Da war Atatürk von anderem Format, er schaffte die arabische Schrift ab und führte die lateinische ein, um das Land dem Westen anzunähern. Er hatte vermutlich das Glück, das damals noch fast niemand schreiben konnte in der Türkei.:rolleyes:
 
Tito, war ein Diktator, der 120.000 bis 300.000 Kroatische Soldaten (Wehrmacht) Zivilisten und einige wenige Ustasa Männer quer durch Jugoslawien treiben ließ bis sie verreckt sind .
Ich bin auch gerade am zweifeln ob unser so hochgepriesener Kapitalismus wirklich eine Zukunft hat, aber unschuldige Menschen zu töten ist wirklich nicht die lösung!
Der kroatische Frühling hatte verschiedene Gesichter und ich glaube kaum das jemand die HNS kroatische Volkspartei als Nationalistisch bezeichnen will.

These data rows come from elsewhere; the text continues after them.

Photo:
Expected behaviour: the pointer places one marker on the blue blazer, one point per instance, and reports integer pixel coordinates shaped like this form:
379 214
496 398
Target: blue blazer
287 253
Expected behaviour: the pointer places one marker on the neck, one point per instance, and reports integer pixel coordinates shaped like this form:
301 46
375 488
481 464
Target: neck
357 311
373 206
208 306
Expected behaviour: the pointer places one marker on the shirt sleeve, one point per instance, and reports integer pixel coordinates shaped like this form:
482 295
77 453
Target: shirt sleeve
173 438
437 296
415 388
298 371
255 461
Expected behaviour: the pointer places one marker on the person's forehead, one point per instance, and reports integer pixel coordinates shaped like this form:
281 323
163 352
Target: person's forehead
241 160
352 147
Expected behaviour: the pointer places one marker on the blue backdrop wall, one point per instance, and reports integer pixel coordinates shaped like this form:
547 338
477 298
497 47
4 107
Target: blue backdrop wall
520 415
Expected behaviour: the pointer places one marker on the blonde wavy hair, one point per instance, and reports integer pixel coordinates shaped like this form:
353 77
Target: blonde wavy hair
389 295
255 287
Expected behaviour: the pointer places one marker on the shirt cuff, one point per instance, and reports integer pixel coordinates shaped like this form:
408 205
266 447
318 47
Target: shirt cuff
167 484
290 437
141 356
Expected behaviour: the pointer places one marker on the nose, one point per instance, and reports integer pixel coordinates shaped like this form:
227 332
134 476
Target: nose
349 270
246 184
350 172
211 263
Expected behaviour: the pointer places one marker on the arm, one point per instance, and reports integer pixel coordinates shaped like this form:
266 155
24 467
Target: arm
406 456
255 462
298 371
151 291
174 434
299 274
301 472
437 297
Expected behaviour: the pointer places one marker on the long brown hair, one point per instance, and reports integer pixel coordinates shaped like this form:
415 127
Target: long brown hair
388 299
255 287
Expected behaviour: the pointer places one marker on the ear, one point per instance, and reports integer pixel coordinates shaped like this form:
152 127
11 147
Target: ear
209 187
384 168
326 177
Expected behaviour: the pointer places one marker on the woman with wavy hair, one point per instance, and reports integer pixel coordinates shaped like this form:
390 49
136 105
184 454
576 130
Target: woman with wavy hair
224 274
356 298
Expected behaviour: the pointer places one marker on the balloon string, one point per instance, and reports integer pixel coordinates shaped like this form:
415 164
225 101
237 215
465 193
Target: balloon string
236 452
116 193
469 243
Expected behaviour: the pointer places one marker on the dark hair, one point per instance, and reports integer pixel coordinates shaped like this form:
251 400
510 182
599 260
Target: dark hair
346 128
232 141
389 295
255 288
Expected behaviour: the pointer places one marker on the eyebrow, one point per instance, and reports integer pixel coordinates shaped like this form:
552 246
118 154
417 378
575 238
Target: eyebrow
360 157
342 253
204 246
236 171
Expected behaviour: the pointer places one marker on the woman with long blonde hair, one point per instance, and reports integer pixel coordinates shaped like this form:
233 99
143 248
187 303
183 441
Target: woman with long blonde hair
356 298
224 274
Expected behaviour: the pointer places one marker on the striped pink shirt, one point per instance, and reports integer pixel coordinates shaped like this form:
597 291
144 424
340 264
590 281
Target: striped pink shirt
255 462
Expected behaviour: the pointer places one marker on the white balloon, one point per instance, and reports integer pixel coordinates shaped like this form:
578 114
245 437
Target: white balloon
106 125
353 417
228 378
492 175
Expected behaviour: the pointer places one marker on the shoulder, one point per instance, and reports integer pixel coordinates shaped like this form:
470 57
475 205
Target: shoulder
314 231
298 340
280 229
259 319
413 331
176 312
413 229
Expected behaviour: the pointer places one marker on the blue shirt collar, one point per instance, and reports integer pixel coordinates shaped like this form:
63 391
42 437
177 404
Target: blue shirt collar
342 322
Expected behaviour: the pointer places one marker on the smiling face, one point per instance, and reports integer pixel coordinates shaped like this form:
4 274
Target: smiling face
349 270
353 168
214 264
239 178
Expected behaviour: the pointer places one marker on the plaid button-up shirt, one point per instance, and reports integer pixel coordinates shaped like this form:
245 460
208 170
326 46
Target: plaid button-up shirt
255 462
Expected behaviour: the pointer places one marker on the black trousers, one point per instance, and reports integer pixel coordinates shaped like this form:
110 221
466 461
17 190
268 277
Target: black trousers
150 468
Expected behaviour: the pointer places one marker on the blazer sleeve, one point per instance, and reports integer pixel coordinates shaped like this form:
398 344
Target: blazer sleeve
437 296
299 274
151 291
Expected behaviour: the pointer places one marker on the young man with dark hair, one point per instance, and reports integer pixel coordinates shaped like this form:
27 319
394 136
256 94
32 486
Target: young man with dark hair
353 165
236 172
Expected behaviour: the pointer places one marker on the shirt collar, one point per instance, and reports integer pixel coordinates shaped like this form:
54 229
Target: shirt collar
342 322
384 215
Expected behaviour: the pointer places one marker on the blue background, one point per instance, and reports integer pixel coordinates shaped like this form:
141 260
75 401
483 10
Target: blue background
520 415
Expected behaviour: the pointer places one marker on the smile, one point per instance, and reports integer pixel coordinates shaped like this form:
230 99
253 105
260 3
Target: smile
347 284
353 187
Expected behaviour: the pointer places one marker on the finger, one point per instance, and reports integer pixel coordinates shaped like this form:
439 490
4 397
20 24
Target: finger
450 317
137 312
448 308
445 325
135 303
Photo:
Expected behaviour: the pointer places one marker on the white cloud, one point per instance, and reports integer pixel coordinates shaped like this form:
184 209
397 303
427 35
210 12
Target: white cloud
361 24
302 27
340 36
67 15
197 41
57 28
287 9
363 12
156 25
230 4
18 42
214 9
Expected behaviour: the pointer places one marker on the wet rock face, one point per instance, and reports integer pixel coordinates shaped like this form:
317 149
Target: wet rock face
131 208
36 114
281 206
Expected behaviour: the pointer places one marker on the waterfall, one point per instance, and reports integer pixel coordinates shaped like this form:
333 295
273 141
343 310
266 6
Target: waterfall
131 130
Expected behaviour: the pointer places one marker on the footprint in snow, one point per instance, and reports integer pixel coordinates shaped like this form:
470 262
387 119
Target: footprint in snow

Tito war in allem extrem, lebte wie ein pasa in einem sooooo komunistschen staat, machte milliarden schulden und ging mit anderen staaten den weg der neutralen. Aber ich denke man muss ihn trotzdem ganz einfach als Diktator abtun und er war ein blutiger,..... sowohl an Serben als auch an Kroaten und allen anderen.